Did you respond to him yet? I might respond 'I do remember you... well... tall, dark, dreamy kisser...the man who brings pleasure to both my days and my nights.' A fun little sexy flirt...
Really, congratulations are in order--sounds like things are going wonderfully during the 'first perfect 3 months phase' of your relationship--however, in reality, he's beginning to negotiate with you. he's telling you that he doesn't like not hearing from you; you don't feel comfortable chasing. this is where negotiations begin.You can respond to him: 'Sweety, I would never want you to think that you're not in my head or my heart. I don't feel comfortable interrupting your day, but if you tell me when you'd like to hear from me, of course, I'm more than happy, always, to hear your voice. When would you like me to call you?' He may say 'whenever'; to which you should reply that really isn't giving you enough direction. Every day at 1 pm, 6 pm, three times per week, when he's gone and wants a message from you waiting for when he comes home. Pin him down to be as specific as possible--and then call at your appointed times. My mother NEVER called my father at work unless it was an emergency; hence, I never call men at work either. Men being so singularly focused really do have a difficult time getting back on track after an interruption, but if he is asking you to, follow his lead.

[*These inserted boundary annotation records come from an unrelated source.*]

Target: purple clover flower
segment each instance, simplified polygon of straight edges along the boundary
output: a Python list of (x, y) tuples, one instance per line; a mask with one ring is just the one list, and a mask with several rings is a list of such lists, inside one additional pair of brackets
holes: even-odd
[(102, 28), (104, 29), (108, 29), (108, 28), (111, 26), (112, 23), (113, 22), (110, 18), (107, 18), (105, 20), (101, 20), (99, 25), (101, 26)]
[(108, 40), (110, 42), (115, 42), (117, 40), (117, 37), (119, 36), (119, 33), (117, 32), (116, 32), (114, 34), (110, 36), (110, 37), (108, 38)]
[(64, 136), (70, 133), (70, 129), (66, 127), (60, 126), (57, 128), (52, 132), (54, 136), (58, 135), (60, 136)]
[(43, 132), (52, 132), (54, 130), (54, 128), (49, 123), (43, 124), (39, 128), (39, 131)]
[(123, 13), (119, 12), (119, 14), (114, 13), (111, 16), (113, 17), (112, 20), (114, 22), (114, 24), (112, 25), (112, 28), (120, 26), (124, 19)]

If you haven't said anything yet, you should make a point of telling him how much it means to you to know that you can count on him; that's one of the things that you really need in a man. Pat says that we should give back about 3 to 1--meaning that for every three things he does for you, you have to 'give back' once--and the give backs DO matter to a man, or he begins to feel used. So, if we're calculating, you owe him ONE give back. Some years ago I was dating a guy whom I felt luke warm about--but he continued to pursue and I let him. At one point he said to me "I want to be chased a little too". I almost couldn't believe that I said this, but what came out was "I'm never going to chase you". Now, here's the interesting part. Instead of being angry--he BEAMED with delight. I'm not sure of why. Maybe it was because I was forcing him to live in his masculine energy and continue to pursue. I wouldn't let you guy's 24 hour lack of contact bother me. Men DO test women; and they fall in love during the spaces apart from you. If he needs this time without pursuing you, respect his space to process. But when you can, feed him with your delight and gratefulness of his presence in your life.